The other day I was at Walmart and walked by the electronics display. I made the mistake of stopping to look at the new iPhone X. It was all screen, no plastic frame. “I could use a new phone,” I mused. Of course, I was there for dog treats and toilet paper, not a phone.
The seed had been planted. I could not get it out of my mind. There was absolutely nothing wrong with the phone I have. “I am becoming a geek, wanting every new thing that comes along.” I could not think of a single reason to buy a new phone except that I wanted it. I had a severe case of new phone fever.

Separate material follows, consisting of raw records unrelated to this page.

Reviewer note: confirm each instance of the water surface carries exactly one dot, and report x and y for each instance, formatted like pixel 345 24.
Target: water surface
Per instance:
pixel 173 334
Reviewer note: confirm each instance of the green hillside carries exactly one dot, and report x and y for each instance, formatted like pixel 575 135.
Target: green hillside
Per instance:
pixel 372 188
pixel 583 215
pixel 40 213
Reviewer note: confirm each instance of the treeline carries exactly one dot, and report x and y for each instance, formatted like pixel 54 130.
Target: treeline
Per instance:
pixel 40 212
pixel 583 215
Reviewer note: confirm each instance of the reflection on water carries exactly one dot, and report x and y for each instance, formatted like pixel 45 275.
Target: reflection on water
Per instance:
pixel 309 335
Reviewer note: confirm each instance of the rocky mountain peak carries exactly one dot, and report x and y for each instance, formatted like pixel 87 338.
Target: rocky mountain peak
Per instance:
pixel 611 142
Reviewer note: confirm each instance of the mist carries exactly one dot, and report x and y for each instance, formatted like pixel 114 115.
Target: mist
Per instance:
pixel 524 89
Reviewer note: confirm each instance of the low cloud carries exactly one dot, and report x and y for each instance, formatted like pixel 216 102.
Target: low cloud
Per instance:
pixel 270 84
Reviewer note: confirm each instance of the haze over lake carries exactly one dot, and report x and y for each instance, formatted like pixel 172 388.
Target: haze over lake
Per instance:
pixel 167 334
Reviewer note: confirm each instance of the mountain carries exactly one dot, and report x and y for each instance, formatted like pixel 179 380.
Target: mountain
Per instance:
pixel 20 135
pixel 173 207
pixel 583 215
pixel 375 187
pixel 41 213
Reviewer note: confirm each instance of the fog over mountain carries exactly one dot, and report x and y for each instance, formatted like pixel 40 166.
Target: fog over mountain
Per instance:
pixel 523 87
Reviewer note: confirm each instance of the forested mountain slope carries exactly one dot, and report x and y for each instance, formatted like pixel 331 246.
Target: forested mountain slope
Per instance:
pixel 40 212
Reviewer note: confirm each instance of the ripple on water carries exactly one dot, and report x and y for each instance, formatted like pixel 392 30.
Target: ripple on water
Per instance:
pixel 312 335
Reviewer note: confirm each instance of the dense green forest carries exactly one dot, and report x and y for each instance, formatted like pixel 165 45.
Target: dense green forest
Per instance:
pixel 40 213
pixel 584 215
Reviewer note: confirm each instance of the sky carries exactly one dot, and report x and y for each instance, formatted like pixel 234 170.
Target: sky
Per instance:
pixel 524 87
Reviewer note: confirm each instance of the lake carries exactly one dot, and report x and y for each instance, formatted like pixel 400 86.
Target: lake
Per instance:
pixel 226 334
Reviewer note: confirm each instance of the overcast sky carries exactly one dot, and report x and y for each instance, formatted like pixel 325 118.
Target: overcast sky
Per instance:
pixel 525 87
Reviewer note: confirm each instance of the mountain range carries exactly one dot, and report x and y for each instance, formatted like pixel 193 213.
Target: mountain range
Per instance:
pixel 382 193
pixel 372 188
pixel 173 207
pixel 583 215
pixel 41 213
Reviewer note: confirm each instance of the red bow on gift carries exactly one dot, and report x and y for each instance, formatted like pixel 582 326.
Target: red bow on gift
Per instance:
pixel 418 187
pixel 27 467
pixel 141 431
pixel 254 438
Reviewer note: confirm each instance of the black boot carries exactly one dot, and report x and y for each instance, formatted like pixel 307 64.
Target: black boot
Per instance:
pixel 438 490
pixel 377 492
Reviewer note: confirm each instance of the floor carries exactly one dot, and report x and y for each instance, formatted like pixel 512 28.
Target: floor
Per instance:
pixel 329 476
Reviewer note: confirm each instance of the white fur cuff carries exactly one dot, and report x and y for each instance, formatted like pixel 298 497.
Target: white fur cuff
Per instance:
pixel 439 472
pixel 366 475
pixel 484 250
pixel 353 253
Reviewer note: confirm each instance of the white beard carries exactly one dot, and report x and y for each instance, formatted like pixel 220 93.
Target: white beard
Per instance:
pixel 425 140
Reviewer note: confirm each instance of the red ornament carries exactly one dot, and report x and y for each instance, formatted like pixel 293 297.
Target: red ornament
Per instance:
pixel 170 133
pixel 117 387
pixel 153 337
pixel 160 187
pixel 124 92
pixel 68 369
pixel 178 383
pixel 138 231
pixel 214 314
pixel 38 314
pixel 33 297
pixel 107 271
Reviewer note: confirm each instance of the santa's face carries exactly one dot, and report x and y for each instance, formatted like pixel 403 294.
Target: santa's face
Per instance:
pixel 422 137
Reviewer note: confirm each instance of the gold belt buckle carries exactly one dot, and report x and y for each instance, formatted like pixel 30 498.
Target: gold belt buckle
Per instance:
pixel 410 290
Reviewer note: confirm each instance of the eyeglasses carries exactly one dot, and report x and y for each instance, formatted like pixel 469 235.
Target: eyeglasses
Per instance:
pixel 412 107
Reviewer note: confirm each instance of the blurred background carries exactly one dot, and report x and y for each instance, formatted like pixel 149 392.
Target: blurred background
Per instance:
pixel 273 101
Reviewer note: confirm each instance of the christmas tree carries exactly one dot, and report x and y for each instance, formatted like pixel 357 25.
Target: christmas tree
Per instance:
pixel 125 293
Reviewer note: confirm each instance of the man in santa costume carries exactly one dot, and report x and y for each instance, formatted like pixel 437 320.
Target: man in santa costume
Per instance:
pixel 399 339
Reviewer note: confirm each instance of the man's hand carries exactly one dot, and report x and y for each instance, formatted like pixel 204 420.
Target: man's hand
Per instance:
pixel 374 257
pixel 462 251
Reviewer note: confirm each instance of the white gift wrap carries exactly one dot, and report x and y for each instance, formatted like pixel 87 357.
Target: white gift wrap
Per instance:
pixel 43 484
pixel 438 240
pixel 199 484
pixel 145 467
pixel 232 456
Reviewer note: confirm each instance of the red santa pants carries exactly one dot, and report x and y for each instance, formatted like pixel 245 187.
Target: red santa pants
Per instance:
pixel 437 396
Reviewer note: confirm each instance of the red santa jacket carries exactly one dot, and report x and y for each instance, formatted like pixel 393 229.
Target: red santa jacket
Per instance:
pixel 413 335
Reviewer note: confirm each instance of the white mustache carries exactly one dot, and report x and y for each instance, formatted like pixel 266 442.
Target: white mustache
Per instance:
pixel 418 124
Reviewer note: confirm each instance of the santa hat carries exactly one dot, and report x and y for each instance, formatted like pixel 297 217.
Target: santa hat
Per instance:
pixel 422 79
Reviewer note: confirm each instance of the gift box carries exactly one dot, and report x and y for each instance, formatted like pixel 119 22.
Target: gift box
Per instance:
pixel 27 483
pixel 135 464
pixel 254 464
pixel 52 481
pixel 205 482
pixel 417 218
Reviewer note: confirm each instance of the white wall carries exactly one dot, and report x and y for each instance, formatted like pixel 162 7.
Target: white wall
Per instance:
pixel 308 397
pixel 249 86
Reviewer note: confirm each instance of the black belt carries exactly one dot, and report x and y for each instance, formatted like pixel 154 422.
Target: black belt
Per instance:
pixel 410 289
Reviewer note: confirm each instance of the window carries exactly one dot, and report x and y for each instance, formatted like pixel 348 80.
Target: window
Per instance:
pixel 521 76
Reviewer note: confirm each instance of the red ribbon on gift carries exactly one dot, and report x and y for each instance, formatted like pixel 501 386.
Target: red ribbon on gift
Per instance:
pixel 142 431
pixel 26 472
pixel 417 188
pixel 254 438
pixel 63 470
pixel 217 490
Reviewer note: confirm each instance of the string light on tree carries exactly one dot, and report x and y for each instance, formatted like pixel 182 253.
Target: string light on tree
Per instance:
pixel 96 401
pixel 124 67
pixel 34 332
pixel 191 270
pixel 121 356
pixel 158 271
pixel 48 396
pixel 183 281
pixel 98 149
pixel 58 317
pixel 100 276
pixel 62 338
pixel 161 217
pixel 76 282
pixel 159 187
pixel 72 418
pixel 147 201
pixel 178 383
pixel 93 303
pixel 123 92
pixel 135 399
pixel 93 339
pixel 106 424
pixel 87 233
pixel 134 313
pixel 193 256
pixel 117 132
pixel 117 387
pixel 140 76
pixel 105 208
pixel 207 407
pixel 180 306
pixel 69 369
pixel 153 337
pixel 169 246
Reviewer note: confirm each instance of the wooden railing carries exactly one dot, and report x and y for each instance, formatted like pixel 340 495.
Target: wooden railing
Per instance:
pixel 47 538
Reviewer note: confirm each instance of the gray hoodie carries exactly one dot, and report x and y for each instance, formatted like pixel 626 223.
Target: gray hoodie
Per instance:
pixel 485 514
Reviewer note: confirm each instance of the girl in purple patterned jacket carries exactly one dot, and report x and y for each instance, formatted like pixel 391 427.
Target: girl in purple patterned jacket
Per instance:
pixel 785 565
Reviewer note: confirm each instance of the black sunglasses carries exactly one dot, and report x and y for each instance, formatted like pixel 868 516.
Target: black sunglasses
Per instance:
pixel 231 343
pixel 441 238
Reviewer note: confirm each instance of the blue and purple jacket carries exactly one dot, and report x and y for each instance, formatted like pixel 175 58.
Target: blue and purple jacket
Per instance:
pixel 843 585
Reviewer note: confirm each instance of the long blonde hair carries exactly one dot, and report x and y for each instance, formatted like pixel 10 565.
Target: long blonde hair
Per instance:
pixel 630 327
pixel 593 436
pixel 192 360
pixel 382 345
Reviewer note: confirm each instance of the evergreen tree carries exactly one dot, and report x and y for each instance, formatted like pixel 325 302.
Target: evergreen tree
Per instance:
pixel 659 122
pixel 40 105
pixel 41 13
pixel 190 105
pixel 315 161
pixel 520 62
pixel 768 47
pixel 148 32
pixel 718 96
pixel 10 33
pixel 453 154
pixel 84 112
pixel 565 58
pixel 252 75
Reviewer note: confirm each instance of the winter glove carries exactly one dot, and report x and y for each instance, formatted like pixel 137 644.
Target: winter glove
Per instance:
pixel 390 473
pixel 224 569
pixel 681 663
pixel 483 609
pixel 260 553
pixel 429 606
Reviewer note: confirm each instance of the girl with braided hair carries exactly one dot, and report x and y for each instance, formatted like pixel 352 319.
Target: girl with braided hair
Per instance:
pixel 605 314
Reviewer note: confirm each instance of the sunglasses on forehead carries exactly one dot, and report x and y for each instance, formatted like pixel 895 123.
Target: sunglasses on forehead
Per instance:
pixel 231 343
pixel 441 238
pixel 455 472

I browsed the Apple website. It only comes in black and silver. Apple finally figured out that the first thing people do is buy a cover for their new cell. And they had covers, silicone and leather covers in every shade of the rainbow. I felt my resistance melting.
I mentioned to honey that I would like to have a new phone.
“They will be coming out with a new model in a few months. You might as well wait till then.”
I couldn’t wait.
We were soon off to AT&T. The sales person was at the door to greet us. “What do you need today?” he asked. “I want a new iPhone X,” I confessed, as the dollar signs flashed in his eyes. I gave him my phone number and he looked up the story of my electronic life. Everything was in the computer except my passwords. He had exactly what I wanted in stock. His fingers fairly flew as he transferred my data from the iCloud to the new phone.
“A case — I want a case,” I said, “bright pink.” Bright pink was out of stock. He showed me some other cases, which I didn’t like. I suddenly remembered that pink Otterbox I had before my current phone. I hated it. I quickly changed my mind. “I will take the red one.” So red it was.
I already knew the retail prices from the Apple website, so I did not have a heart attack or go into sticker shock when I saw the bill. “Can I trade in my old one?” I asked. Yes, I could — except I had a passcode set up in “restrictions.” I had not the foggiest idea what it could be.
“We can’t take it as a trade unless you remember the code to unlock it. If you remember it later, you can come back and we will take it off your bill.” Naturally, I was not going to change my mind at this point, so I handed over my plastic card and the deed was soon done.
The new phone has a lot of features I will have to learn. There is no belly button at the bottom. You have to swipe instead. The main change, though, is that it recognizes your face and unlocks without a code or a fingerprint. Technology is getting almost scary.
The next day I hacked and hacked for hours on my old phone. I tried every password I could think of to unlock it. It was frustrating! Why did I set up a restriction passcode anyhow? As a last resort, I tried my phone number and the phone magically unlocked. I could not believe it.
I’m a happy hacker now and can play with my new red phone. Let’s see now, what is my new passcode? Oh, wait, I don’t need one. It recognizes my face.